A decades worth of  data from a survey of American college students with 1.1 million participants shows that of-age students are less likely to binge drink where recreational cannabis is legal. This is according to a study recently published in Addictive Behaviors,  and it’s one of the only studies to investigate how university students’ substance/alcohol intake changes after states legalize recreational marijuana.  This new study suggests that students are substituting cannabis for alcohol and binge drinking less often as a result.

For the study, researchers examined trends in college students’ alcohol, nicotine, prescription opioid and other drug use after recreational marijuana legalization. Data from surveys of American university students from 2008 to 2018 was used, researchers wanted to see how recreational marijuana legalization (RML) impacts other substance use trends.

The study highlights how RML was linked to decreased binge drinking prevalence among university students old enough to legally consume alcohol. After states legalize recreational weed, researchers observed a decrease in college binge drinking by an average of 6 percent.

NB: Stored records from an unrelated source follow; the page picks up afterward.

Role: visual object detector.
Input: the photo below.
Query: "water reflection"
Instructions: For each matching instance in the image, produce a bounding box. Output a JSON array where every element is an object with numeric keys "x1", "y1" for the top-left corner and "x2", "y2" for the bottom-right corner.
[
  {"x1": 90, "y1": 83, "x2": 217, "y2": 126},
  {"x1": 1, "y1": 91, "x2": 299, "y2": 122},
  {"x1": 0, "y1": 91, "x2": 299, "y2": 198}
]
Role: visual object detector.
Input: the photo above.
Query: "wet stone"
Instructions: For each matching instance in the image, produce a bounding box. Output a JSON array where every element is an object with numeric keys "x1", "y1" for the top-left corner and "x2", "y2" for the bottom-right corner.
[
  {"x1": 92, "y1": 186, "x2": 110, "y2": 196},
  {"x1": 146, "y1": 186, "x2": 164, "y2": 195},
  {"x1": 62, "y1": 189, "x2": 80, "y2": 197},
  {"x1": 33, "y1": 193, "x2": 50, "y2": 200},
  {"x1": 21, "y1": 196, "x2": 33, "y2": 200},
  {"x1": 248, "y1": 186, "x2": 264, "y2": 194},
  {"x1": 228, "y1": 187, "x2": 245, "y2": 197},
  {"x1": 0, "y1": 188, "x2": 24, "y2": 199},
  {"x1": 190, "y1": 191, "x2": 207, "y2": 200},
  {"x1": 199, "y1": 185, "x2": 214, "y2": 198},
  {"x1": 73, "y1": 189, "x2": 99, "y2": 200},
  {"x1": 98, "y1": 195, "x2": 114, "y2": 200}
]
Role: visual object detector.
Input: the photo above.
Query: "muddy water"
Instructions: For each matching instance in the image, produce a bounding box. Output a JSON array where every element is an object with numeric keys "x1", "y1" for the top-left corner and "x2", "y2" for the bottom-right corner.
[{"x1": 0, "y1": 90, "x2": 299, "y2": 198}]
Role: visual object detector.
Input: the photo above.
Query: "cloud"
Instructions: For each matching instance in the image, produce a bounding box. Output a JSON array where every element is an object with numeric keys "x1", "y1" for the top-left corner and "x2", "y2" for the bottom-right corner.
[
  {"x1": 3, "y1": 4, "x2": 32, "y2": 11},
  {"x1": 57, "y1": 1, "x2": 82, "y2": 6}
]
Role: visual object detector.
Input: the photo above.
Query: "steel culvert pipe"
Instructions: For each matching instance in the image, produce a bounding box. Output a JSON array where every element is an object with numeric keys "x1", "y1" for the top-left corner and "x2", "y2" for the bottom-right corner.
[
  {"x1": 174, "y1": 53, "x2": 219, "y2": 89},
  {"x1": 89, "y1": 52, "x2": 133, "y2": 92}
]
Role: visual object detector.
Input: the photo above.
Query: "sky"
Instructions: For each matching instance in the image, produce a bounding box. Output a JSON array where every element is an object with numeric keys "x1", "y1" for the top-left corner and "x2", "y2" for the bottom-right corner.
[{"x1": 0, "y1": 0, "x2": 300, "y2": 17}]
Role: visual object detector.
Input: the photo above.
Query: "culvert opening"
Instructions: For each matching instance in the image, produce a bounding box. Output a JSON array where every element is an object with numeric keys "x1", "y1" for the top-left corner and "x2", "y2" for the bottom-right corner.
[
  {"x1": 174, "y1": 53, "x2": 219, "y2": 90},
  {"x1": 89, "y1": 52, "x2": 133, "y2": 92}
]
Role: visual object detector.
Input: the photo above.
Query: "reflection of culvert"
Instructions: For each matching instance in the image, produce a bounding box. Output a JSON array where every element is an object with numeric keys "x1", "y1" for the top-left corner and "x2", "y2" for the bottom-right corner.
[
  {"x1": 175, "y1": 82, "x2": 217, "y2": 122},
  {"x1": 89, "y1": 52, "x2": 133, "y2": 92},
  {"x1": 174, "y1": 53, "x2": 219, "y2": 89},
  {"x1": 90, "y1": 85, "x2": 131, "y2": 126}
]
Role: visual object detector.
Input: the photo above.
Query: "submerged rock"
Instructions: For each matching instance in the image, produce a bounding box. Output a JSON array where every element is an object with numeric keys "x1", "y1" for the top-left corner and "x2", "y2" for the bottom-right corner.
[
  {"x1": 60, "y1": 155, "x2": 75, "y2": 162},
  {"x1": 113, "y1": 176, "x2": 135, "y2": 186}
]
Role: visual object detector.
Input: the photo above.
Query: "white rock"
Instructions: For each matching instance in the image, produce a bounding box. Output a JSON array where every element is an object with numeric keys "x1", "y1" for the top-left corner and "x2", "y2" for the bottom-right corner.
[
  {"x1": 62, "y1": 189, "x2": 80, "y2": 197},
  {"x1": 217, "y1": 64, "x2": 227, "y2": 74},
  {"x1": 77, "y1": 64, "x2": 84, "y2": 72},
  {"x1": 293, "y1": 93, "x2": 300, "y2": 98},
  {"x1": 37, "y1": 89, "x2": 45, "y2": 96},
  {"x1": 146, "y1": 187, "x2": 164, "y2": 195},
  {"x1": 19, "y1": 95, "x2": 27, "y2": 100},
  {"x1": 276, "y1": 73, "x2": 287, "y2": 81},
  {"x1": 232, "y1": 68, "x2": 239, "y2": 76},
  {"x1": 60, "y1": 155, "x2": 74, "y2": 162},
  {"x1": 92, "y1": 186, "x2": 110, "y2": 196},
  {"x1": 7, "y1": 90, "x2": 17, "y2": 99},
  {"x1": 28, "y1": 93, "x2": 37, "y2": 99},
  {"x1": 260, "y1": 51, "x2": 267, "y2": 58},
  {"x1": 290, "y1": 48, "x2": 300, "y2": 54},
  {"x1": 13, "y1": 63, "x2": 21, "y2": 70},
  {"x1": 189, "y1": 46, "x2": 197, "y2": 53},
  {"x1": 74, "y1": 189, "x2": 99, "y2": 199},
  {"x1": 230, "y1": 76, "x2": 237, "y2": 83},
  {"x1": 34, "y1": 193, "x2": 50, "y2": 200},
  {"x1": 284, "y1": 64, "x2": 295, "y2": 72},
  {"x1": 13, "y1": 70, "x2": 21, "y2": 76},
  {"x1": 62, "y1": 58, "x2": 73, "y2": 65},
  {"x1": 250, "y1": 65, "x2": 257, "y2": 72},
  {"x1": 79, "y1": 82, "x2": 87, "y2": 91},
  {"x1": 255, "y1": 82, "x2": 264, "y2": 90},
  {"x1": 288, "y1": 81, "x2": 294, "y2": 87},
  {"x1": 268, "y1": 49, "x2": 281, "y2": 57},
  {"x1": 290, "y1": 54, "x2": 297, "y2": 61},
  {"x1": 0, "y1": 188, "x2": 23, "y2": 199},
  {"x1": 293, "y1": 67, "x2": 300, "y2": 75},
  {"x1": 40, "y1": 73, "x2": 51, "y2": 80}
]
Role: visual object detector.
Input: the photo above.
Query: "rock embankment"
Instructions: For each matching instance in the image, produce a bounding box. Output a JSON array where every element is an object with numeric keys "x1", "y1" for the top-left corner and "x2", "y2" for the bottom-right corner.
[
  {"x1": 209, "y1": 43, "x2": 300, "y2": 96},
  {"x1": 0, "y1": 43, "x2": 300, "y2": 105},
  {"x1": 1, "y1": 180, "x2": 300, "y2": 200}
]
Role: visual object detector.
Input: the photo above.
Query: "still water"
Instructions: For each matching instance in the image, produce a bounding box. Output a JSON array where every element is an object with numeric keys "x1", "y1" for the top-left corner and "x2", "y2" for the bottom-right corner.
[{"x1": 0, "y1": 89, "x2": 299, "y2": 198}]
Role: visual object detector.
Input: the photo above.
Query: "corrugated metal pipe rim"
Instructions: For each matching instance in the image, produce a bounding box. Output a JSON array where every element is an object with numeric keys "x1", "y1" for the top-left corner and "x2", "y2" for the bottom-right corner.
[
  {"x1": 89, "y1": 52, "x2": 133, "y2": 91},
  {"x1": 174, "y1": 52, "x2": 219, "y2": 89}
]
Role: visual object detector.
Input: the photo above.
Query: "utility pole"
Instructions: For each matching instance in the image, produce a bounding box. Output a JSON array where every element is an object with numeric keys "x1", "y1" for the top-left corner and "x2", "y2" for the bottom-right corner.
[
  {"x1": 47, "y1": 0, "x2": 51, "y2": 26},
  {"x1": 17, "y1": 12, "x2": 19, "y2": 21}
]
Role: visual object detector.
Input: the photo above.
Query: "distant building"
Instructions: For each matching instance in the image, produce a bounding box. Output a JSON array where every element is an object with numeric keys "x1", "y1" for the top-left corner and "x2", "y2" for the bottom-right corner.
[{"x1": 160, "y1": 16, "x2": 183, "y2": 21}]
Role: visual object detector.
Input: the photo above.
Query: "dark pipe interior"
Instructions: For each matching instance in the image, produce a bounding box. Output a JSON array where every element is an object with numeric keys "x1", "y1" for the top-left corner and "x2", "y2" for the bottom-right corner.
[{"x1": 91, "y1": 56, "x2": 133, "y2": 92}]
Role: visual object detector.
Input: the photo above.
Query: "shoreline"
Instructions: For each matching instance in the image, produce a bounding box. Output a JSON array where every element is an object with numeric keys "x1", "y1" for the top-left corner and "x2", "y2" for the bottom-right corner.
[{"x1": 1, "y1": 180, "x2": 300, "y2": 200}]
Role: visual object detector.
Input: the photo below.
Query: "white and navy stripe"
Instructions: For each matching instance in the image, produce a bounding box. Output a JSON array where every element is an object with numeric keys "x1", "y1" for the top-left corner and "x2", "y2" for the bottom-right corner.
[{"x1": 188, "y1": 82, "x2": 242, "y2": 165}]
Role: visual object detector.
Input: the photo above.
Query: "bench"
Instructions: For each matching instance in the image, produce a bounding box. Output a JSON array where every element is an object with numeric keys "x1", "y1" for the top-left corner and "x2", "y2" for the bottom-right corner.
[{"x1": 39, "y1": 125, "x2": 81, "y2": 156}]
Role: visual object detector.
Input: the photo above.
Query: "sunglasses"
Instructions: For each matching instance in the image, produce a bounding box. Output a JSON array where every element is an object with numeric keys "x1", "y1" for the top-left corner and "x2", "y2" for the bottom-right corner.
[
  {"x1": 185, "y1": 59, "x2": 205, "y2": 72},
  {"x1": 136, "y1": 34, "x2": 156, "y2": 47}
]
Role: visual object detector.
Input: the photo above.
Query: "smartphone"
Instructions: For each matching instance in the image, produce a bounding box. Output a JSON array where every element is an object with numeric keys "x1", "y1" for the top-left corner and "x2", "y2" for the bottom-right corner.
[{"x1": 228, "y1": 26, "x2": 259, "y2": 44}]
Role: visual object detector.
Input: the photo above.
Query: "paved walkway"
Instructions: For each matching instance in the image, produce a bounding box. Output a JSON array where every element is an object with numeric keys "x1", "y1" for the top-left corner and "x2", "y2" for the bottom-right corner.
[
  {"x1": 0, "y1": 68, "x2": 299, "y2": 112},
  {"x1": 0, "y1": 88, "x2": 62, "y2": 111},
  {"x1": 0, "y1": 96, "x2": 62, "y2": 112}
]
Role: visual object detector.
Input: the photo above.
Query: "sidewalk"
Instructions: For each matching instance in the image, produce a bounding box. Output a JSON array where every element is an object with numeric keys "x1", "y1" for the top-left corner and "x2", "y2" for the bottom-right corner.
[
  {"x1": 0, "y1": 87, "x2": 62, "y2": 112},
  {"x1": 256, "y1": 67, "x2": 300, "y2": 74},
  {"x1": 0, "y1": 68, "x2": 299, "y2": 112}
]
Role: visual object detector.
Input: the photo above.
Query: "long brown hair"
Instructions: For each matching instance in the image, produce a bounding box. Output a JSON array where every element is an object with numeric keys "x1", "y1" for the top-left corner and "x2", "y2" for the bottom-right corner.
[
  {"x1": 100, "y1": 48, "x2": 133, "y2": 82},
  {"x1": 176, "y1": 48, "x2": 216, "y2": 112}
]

Oregon State University Ph.D student Zoe Alley, one of the study’s authors, said the decrease could be accounted for by the wider availability of cannabis after legalization. “When you reach the legal drinking age, suddenly a lot of people transition to using more alcohol because now it’s more available and marijuana is not,” said Alley. Legalizing marijuana, by contrast, may prevent students who turn 21 from substituting alcohol for cannabis based on availability.